The Bible, and Jesus, regularly point us to things like this which are the God-ordained means of spiritual training. If you want to train for a marathon, there are certain practices you'll need to get stuck into in order to get your body in condition. If you want to run the spiritual race, here are the practices which make you fit enough to stay the course, and to run the race to the finish line, rather than stagger to the floor out of breath part way round.
How spiritual disciplines work.
Spiritual disciplines work on two levels. On one level, it's fairly obvious. If we practice saying 'no' to food, even when we're hungry (fasting), or keeping our mouths shut even when we're tempted to speak, or craving for noise (silence), then we are training our wills.
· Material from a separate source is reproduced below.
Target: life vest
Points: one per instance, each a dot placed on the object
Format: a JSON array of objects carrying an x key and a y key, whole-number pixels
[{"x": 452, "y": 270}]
So when the big challenges to willpower come, we will be more able to meet them, because we've trained our wills to be stronger. There is a clear logic of cause and effect.
At another level, there is a divine logic. We don't know how fasting, solitude and scripture meditation work to open ourselves up to God, but many who have done these things testify to an increase in spiritual sharpness. Rees Howells, a great Welsh prayer warrior of the 20th century, devoted himself to prayer and fasting, and was massively used by God in mission and in intercession. Early accounts of St. Anthony, father of the monastic movement, speak of a depth of holiness and wisdom acquired from solitude and prayer in the desert. Though there is probably some legend in Athanasius' account of his life, there must have been something pretty compelling about this one man to launch one of the most significant, and long-lasting, moves in global Christianity.
The best place to start is probably Fosters book, which has a chapter on each of the classical spiritual disciplines. And for a time framework, a good place to start is the church year. One of the great things about Anglican worship is that we regularly have 'seasons' - 40 days in Lent, 4 weeks in Advent, 40 days after Easter (to ascension day) 10 days from Ascension to Pentecost etc. All of these are great 'trial periods', to start on a particular spiritual discipline. You give yourself a get-out clause after a few weeks, so to start with it doesn't look like you're taking up (say) fasting forever, but hopefully by the end of the 40 days (or whatever), the new spiritual habit is already well on the way to becoming ingrained.
There are links to parts 1 & 2 as well. Accountability is a great thing for helping us to get started and keep going, with other people supplying what's lacking in our own willpower or self-discipline. Doing things together with others can be very powerful - there are plenty of corporate fasts and prayer times in the Bible. At a personal level, regular time out gives us the chance to see how we're getting on, to pick ourselves up if we've fallen over, and to hear what it is God would like us to do. And both of these are spiritual disciplines in and of themselves.